Índice
- Introdução
- A exportação de café no cenário global
- Exportação de café e seus impactos logísticos na cadeia marítima
- Perspectivas futuras da exportação marítima de café para agentes de cargas
- FAQ – Exportação de café e cenário global
A exportação de café segue firme como um dos pilares do agronegócio brasileiro, mesmo diante dos desafios globais enfrentados pelo comércio exterior em 2025.
Crises geopolíticas, oscilações econômicas e transformações tecnológicas pressionaram cadeias de suprimentos e forçaram uma reconfiguração dos mercados.
Um dos acontecimentos de maior repercussão foi o tarifaço imposto pelos Estados Unidos a quase cem países, incluindo o Brasil.
O impacto? Uma desaceleração nas vendas de café para os americanos e, ao mesmo tempo, uma porta aberta para novas oportunidades em outras regiões do mundo.
Será que o setor conseguiu se reinventar? E o que esperar de 2026? A resposta é animadora.
Continue a leitura para entender como esse mercado está se reposicionando e onde estão as melhores oportunidades para quem atua com exportação e logística internacional.
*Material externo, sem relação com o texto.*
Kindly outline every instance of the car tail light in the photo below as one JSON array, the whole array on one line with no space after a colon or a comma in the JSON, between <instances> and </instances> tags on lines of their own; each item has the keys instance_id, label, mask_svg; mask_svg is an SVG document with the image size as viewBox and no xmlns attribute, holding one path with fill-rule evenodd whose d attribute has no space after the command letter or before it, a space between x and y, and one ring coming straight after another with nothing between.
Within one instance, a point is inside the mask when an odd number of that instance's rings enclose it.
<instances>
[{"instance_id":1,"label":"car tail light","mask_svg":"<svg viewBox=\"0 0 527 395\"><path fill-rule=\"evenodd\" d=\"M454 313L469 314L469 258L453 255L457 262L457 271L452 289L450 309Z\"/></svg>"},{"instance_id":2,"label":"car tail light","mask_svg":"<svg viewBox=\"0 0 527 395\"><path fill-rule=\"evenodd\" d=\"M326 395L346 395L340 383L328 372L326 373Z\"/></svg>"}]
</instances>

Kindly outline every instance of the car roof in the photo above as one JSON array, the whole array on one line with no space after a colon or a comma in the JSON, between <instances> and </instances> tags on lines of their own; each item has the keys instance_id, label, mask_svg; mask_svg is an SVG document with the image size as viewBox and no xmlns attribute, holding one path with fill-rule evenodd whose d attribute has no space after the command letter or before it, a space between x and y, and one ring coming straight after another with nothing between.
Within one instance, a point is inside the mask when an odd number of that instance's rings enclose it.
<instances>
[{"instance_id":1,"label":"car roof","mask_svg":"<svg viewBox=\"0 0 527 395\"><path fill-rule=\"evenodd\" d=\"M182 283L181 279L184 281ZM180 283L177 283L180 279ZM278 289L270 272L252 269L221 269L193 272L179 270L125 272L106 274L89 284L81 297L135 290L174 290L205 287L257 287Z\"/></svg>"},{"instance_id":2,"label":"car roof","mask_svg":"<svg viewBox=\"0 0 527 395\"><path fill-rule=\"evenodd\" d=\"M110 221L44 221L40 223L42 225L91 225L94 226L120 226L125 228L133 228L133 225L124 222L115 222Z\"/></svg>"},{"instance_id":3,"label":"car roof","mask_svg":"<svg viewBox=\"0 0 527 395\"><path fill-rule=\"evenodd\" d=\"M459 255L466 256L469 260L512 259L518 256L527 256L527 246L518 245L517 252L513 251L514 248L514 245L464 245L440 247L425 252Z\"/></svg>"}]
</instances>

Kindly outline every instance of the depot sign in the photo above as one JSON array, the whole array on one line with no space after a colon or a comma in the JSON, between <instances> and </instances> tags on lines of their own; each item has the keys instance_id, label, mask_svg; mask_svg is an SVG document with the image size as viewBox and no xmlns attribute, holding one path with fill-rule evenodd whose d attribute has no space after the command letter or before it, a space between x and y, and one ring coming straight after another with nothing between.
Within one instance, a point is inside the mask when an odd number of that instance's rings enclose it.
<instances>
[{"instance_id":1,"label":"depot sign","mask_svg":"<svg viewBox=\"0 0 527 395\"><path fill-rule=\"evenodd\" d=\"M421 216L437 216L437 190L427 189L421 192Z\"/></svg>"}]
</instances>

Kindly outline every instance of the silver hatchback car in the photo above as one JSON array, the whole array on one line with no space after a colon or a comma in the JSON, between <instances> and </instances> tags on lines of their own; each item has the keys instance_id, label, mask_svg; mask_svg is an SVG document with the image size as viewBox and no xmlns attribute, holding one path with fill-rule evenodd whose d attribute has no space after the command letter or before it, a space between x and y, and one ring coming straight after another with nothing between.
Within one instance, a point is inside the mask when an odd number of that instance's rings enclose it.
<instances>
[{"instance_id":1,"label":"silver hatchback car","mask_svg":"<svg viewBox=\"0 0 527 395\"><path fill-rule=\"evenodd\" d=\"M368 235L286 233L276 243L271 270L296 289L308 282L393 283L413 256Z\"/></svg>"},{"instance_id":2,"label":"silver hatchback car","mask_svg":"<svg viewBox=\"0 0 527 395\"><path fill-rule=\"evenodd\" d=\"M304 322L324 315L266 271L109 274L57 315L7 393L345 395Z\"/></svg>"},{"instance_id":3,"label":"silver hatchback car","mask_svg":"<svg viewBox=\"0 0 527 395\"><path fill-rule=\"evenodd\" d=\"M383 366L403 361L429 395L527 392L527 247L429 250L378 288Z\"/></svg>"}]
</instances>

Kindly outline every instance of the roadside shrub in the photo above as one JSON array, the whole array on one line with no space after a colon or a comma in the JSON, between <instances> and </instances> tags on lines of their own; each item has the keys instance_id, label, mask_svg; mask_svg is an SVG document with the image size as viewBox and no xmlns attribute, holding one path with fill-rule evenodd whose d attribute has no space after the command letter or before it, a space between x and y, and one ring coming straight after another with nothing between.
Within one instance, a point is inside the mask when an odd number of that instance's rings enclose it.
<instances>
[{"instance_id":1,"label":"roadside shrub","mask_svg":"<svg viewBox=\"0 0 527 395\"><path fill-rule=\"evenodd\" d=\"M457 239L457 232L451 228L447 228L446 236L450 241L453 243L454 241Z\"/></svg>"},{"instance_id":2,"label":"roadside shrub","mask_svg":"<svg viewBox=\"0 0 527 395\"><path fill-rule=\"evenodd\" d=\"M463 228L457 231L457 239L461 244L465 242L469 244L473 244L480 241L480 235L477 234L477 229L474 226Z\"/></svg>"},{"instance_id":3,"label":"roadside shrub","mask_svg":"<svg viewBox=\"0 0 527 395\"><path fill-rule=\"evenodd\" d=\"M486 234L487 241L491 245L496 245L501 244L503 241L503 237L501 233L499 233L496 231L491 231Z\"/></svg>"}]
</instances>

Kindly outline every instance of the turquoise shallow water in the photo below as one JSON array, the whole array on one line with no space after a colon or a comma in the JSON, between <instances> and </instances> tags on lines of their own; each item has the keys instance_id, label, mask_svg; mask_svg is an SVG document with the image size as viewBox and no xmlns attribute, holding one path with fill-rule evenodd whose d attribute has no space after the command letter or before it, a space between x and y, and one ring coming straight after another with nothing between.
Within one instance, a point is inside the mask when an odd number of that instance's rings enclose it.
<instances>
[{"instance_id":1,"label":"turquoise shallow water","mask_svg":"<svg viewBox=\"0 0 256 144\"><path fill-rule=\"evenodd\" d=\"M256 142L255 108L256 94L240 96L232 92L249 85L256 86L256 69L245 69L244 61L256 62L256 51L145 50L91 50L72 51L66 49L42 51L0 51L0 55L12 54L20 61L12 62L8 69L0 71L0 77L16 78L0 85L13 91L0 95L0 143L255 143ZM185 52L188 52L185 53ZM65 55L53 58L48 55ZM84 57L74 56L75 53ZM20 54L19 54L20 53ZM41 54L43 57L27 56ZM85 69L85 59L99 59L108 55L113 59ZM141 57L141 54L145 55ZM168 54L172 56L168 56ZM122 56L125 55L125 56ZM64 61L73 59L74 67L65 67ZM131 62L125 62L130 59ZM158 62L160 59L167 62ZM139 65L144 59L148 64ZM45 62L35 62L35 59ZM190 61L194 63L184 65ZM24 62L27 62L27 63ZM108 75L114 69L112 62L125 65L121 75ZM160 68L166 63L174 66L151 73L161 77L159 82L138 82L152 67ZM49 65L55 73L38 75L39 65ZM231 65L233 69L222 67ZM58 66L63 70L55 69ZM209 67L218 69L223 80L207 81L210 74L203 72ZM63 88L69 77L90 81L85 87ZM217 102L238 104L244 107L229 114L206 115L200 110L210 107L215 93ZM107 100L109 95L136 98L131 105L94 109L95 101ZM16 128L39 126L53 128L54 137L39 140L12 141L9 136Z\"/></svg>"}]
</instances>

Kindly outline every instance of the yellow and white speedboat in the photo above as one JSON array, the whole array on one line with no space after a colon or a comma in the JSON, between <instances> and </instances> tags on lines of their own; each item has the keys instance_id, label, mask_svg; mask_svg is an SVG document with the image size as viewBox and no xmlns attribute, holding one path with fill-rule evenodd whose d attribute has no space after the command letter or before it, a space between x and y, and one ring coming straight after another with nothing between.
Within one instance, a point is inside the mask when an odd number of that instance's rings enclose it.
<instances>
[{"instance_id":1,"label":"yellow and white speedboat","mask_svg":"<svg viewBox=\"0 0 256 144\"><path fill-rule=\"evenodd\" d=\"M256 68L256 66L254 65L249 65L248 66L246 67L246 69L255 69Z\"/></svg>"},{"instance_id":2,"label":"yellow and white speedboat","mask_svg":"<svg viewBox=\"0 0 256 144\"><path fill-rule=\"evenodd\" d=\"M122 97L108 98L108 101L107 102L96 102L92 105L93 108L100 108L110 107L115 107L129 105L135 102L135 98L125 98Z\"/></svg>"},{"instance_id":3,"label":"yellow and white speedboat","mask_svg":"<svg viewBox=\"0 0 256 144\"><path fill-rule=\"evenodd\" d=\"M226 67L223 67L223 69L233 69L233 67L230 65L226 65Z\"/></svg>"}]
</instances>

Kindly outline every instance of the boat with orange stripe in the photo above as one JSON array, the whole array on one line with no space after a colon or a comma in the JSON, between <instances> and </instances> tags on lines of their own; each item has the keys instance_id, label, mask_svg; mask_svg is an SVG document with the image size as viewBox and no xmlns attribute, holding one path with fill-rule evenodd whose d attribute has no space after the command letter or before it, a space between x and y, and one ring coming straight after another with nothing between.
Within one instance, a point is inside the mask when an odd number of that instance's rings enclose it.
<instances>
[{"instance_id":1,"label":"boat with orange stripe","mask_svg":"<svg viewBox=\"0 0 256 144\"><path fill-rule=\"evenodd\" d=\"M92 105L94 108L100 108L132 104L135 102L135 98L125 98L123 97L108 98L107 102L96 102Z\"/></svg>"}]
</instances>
A exportação de café no cenário global
De acordo com a Embrapa, entre outubro de 2024 e setembro de 2025, as exportações globais de café somaram cerca de 138,7 milhões de sacas de 60 kg.
A América do Sul liderou o ranking mundial, responsável por 42,5% desse volume com o Brasil mantendo sua posição de maior produtor e exportador do planeta.
Mas o que mudou em relação aos números brasileiros?
Segundo o Cecafé, entre janeiro e novembro de 2025, o Brasil exportou 36,868 milhões de sacas, um volume menor que o registrado em 2024.
No entanto, a receita cambial cresceu 25,3%, alcançando US$ 14,253 bilhões, um sinal de que o café brasileiro está sendo mais valorizado no mercado internacional.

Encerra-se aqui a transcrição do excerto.